CAPITAL: MEXICO CITY
MONETARY UNIT: PESO
REFINING CAPACITY: 1,525,000 B/CD
OIL PRODUCTION: 3.1 MILLION B/D
OIL RESERVES: 28.3 BILLION BBL
GAS RESERVES: 30.4 TCF

Mexico ended 2000 with a new president and new plans for gas exploration and development, deepwater drilling, petrochemical plants, and other economic initiatives.

The center-right National Action Party (PAN) swept to power with the July 2 election of Vicente Fox as president and control of both houses of Congress, directly or indirectly.

Fox took office Dec. 2 for a 6-year term and planned a businesslike approach to government.

Privatization of Pemex, the country's largest nongovernment employer and largest source of government revenue, was prohibited by the constitution. But Fox reportedly wanted Pemex to be operated less like a state monopoly and more like a competitive international oil company.

On PAN's agenda was to encourage foreign investments to expand the electricity, refining, and petrochemicals industries.

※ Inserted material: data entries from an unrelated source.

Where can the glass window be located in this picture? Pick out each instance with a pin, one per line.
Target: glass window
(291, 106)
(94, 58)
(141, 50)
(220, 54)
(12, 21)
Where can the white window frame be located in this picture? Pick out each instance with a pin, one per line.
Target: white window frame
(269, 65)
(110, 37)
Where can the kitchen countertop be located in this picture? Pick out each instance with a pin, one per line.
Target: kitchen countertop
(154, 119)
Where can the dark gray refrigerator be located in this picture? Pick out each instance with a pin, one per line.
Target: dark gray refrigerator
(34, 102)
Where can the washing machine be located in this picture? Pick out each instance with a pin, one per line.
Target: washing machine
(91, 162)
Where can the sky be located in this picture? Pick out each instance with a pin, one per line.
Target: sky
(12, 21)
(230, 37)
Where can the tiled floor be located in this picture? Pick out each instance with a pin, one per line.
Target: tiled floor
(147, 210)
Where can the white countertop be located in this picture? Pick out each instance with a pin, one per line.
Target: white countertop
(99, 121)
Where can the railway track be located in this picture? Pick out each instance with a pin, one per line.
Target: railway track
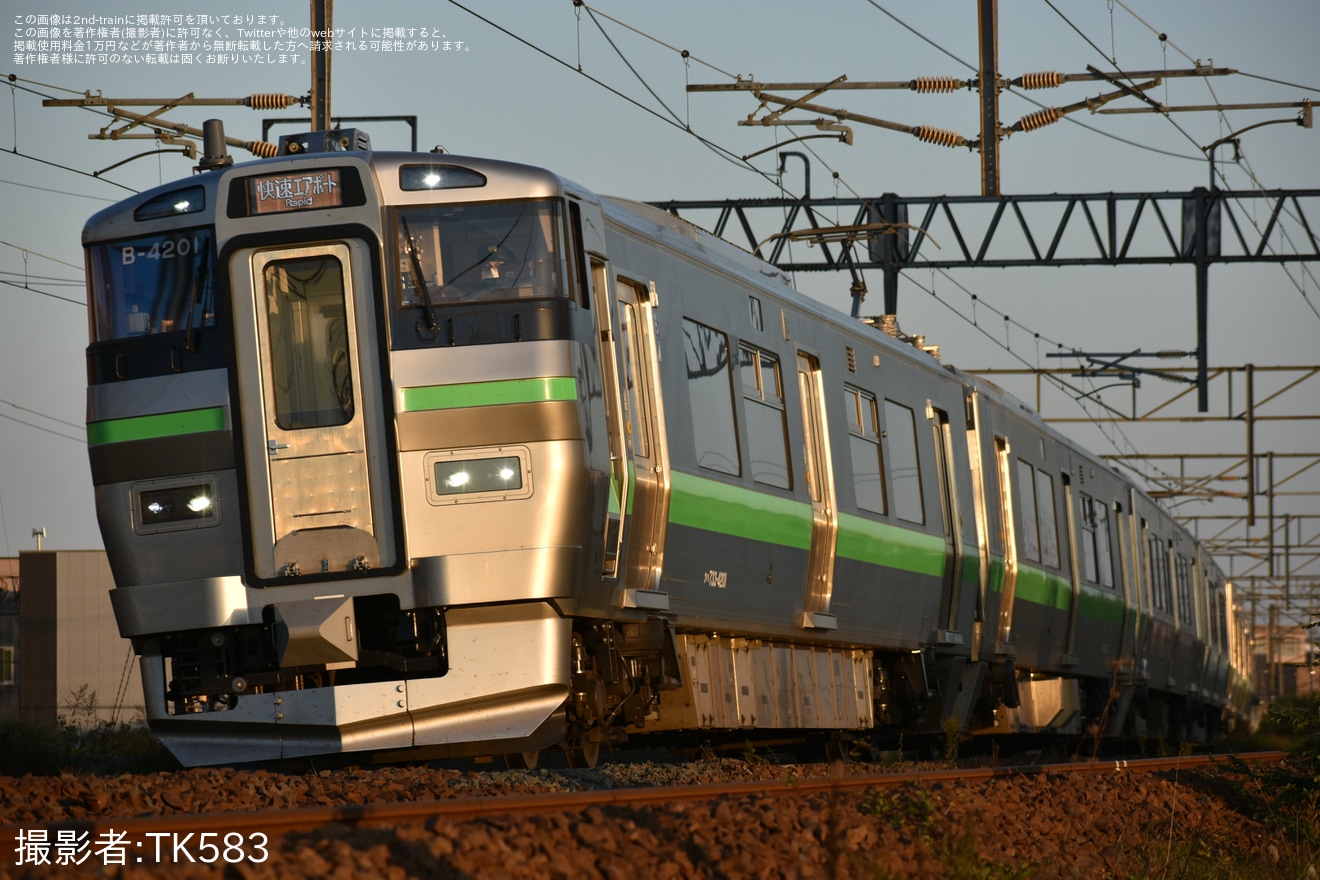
(280, 821)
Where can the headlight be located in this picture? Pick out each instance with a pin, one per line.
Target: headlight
(163, 505)
(478, 475)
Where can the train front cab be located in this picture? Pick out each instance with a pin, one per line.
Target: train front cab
(411, 475)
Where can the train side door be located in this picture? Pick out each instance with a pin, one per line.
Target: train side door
(621, 480)
(820, 488)
(646, 441)
(1009, 538)
(952, 591)
(309, 429)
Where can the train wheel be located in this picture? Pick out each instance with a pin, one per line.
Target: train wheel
(582, 754)
(522, 760)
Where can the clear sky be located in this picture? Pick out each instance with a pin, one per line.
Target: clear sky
(622, 132)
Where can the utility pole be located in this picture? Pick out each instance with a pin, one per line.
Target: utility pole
(988, 21)
(322, 32)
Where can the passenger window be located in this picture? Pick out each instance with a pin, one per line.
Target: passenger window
(1094, 541)
(1163, 595)
(1048, 523)
(767, 430)
(904, 466)
(863, 440)
(1028, 533)
(710, 395)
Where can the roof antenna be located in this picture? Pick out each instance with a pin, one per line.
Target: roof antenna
(214, 155)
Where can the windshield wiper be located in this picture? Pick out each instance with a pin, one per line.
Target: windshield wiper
(198, 280)
(428, 309)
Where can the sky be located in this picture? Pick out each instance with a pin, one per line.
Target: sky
(598, 94)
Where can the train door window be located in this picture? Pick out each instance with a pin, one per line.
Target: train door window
(309, 342)
(1183, 567)
(1030, 532)
(710, 395)
(1159, 574)
(767, 428)
(1048, 519)
(1094, 541)
(863, 438)
(635, 424)
(904, 466)
(578, 255)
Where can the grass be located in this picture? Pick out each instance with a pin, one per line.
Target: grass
(79, 743)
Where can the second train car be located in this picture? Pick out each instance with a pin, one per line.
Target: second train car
(415, 454)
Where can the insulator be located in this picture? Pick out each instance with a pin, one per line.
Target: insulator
(1047, 79)
(940, 136)
(936, 83)
(269, 100)
(1039, 119)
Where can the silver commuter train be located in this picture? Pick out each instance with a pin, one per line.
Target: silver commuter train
(417, 455)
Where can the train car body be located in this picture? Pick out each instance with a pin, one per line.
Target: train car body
(430, 455)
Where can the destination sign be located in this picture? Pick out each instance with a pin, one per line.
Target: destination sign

Observers said Fox would need much more detailed information than had been received in the past from Pemex and other operating entities. Fox appointed Eduardo Martens as energy minister and Raul Munoz to head Pemex.

As 2001 began the government and private industrial customers reached agreement on a plan under which buyers of Mexican gas, at their discretion, could select a flat price of $4/MMbtu for 3 years. The customer could select the fixed price or continue buying spot gas—either from Pemex or by importing it from the US via open-access pipelines.

Upstream developments

With oil and gas prices high in 2000, Mexico publicized grand plans for upstream activity.

This came scarcely a year after Mexico in April 1999 declared that it was reducing its proved oil reserves to 24.7 billion bbl from 45 billion bbl, effective Jan. 1, 1999, and its proved gas reserves to 45 tcf.

Pemex in late 2000 launched a vast Strategic Gas Program (PEG in its Spanish acronym) that consisted of 20 specific projects selected from Pemex's existing investment portfolio.

Meeting gas demand was at the center of many of the projects. Pemex said Mexico's gas demand would grow as much as 9%/year through 2010 after growing 4.4%/year in 1995-99.

Pemex estimated proved, probable, and possible gas volumes at 81 tcf, 79% of it associated. It said yearend 2000 production was 3.466 bcfd of associated gas and 1.357 bcfd of nonassociated gas.

To meet rising gas demand without creating an oil oversupply and without boosting oil exports, officials moved to develop nonassociated gas resources.

Pemex had approved rehabilitation of fields and exploration in the Macuspana basin, where it hoped to boost production to 600 MMcfd from 100 MMcfd.

PEG also called for elimination of gas venting from Bay of Campeche fields.

Burgos basin output of 1.2 bcfd was to rise to 1.4 bcfd by 2004, Pemex said.

Late in the year Fox said he would favor opening Burgos to private exploration and production investment in nonassociated gas, and a Pemex official said this might be done through service contracts.

Cantarell, Mexico's largest oil producing complex, was expected to produce 1.47 million b/d of heavy crude and 555 MMcfd of associated gas during the year. This was to rise by 2002 to 2.22 million b/d and 875 MMcfd.

Pemex said it planned to drill five deepwater exploratory wells in the Gulf of Mexico during 7-10 years. The company said it had completed only 20 wells in 100 m of water or more.

Mexico and the US reached an agreement in mid-2000 that gave Mexico 62% and the US 38% of the "western gap," a 17,190 sq km part of the deepwater gulf that fell beyond the agreed maritime boundary.